Mais pourquoi voter à l’extrème droite ?

Oui, pourquoi ? Ce n’est plus l’opposition classique droite gauche entre les pauvres et les riches car, manifestement, 44% des électeurs votant PLR et UDC n’appartiennent pas tous à cette dernière catégorie. On constate au contraire que la droite extrême, en Suisse ou ailleurs, mobilise les classes populaires, les électeurs les moins formés, les salariés les moins bien rémunérés. C’est comme si la droite et la gauche avaient inversé leurs rôles.

Le Parti socialiste, en Suisse, comme ailleurs, rassemble surtout les bobos, souvent fonctionnaires, bardés de diplômes, partisans de l’Etat qui les nourrit par des salaires convenables reposant sur des emplois à vie. Ce n’est pas la gauche caviar, comme on l’a dénommé par exagération, mais la gauche planplan, qui souhaite que rien ne change que ce qui est à son bénéfice. Plus la société se complique, plus la technique progresse, plus les mœurs changent, davantage en bénéficient les bobos.

En revanche, les classes populaires sont réellement menacées par l’évolution de la société. Un métier durement appris dans la jeunesse par un apprentissage sérieux devient subitement obsolète. Chaque travailleur étranger mieux formé et moins payé fragilise leurs emplois. La famille n’est plus ce roc indestructible sur lequel se réfugier en cas de coup dur. Les assurances sociales se délitent sournoisement. Les études supérieures deviennent hors de portée pour une famille modeste. L’enseignement obligatoire, sous couvert d’intégration sociale, a démissionné de sa vocation traditionnelle. Aucun effort sérieux de formation continue n’est consenti pour aider au recyclage des travailleurs déqualifiés.

Face à ces menaces confuses, obscures, ténébreuses, la droite s’en prend à l’Etat et s’efforce de limiter son action, comme si l’évolution de la société était de son fait. Or, moins d’Etat signifie moins de protection pour les plus démunis. Confrontés à des problèmes angoissants, les couches populaires se précipitent dans les bras de ceux qui les aggravent ou qui les créent carrément. Le discours démagogique sur l’immigration massive a déterminé le résultat des élections de 2015. Mais la droite n’a pas de proposition concrète pour limiter réellement cet afflux. Les frontières de la Suisse sont une passoire. Personne ne propose de se barricader selon le modèle hongrois avec barrière de fil barbelé et armée en position de tir. Le discours de la droite s’insère dans la logique du nyaka, nyakapa, isuffide.

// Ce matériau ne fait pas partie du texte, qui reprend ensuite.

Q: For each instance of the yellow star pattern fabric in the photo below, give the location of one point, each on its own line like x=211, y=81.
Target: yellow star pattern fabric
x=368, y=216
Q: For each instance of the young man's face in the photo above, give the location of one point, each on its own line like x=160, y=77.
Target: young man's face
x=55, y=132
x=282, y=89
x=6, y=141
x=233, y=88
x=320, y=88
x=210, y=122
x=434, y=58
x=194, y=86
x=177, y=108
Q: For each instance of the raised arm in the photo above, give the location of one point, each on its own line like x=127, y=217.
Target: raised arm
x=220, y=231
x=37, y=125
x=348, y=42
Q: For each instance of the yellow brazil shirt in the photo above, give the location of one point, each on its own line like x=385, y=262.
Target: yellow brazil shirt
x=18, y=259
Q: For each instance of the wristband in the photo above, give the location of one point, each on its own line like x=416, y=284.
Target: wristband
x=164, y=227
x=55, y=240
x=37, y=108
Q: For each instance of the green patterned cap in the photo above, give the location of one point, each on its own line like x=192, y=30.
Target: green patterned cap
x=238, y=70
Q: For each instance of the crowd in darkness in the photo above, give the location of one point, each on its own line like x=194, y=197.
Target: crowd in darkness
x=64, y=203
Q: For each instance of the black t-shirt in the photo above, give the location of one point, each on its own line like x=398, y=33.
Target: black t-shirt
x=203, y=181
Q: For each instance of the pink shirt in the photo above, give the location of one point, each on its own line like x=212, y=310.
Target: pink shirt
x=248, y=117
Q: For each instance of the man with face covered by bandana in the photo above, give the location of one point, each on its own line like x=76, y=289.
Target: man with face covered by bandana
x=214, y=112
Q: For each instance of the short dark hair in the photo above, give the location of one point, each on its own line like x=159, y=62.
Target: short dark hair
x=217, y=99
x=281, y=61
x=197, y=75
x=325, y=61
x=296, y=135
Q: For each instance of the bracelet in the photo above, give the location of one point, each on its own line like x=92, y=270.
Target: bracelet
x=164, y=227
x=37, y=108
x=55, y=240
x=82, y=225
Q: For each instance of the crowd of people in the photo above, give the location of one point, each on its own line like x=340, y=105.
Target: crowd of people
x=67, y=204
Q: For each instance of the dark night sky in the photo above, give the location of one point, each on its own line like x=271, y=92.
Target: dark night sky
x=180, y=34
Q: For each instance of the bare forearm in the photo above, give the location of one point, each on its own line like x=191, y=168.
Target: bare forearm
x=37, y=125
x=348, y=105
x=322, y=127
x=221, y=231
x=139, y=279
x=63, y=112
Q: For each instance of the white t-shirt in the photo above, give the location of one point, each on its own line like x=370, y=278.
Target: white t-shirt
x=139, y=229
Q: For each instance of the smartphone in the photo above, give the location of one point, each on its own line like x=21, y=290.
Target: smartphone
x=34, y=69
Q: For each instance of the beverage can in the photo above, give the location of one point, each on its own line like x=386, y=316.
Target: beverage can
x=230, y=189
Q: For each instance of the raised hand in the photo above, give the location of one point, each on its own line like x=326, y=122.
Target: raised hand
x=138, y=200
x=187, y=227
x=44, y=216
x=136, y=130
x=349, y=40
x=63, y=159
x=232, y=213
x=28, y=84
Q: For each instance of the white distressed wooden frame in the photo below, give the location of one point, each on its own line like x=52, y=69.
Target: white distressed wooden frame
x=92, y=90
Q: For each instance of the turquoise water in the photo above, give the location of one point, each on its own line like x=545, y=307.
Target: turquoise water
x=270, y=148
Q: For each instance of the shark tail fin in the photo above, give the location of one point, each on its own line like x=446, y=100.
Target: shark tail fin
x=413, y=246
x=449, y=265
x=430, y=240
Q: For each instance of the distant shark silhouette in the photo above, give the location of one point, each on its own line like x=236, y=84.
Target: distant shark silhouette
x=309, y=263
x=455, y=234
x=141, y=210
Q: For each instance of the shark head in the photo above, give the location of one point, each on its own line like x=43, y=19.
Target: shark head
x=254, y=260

Il ne pouvait séduire que des illettrés. Il les a séduits. Pendant ce temps, la gauche, maîtresse de la formation, produit, sans le vouloir, sans même s’en rendre compte ces illettrés qui voteront contre elle.

Jacques Neirynck

Jacques Neirynck est ingénieur, ancien conseiller national PDC et député au Grand Conseil vaudois, professeur honoraire de l'École polytechnique fédérale de Lausanne (EPFL), d'origine belge, de nationalité française et naturalisé suisse. Il exerce la profession d'écrivain.